Corner enclosures mounted next to a ceiling have a minimum Q of 8, whereas a speaker mounted on a wall has a minimum Q of only 2.  This indicates more directivity and specific area coverage, which permits a desired sound pressure level to be reached with the least acoustic  power feasible.  Thus, the SPL of the reverberant field (the sum of all acoustic power being fed into it) is kept as low as possible.

Just as putting a loudspeaker on a baffle increases cone loading, corner locations improve the speaker cone's coupling to the air.  This allows more of the speaker's energy to be efficiently converted into sound pressure.

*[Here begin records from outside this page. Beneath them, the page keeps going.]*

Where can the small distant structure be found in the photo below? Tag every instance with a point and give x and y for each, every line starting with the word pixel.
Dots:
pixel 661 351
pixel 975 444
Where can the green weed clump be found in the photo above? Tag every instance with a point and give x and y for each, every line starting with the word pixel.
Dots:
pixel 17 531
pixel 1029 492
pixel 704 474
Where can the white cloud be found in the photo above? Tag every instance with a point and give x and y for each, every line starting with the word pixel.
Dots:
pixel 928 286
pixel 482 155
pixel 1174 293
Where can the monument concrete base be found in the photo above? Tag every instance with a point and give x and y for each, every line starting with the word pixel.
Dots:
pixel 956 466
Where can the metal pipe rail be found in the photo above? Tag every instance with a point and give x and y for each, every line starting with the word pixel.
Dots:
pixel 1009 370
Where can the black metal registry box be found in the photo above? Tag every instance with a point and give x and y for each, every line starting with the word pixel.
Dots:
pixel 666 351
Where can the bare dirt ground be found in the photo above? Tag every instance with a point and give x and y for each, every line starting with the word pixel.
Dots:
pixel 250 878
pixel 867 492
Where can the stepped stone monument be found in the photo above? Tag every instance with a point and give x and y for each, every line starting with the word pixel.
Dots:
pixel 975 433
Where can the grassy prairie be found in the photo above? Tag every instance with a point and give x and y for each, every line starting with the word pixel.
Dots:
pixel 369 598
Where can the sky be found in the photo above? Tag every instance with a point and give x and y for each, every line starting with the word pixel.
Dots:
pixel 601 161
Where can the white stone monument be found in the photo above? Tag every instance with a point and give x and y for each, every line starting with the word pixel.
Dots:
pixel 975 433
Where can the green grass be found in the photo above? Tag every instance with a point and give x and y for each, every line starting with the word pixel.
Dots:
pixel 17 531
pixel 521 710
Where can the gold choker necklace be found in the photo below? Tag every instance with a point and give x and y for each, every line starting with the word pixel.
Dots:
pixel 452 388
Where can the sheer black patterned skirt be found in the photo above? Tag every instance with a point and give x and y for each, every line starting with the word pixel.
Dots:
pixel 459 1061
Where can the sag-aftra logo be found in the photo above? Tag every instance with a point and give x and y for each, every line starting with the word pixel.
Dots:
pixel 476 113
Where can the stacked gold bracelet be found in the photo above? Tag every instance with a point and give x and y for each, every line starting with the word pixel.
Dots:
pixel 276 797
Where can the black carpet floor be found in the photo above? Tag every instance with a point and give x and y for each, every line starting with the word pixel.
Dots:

Bass frequency reception is aided by the utilization of the walls and ceiling as part of the enclosure in a way analogous to expanding the mouth of an exponential horn.  Consequently, more directivity is afforded over the omnidirectional bass frequencies.

For best results, corner speakers should not be placed in rooms with an opposite wall closer than one half the wave length of the lowest frequency to be reproduced.

This distance is found by dividing the lowest frequency into 1130, and taking one-half of the result.  For example, 40Hz has a wavelength of 28 feet (1130÷40).  One half is 14 feet - the minimum distance to the opposite wall.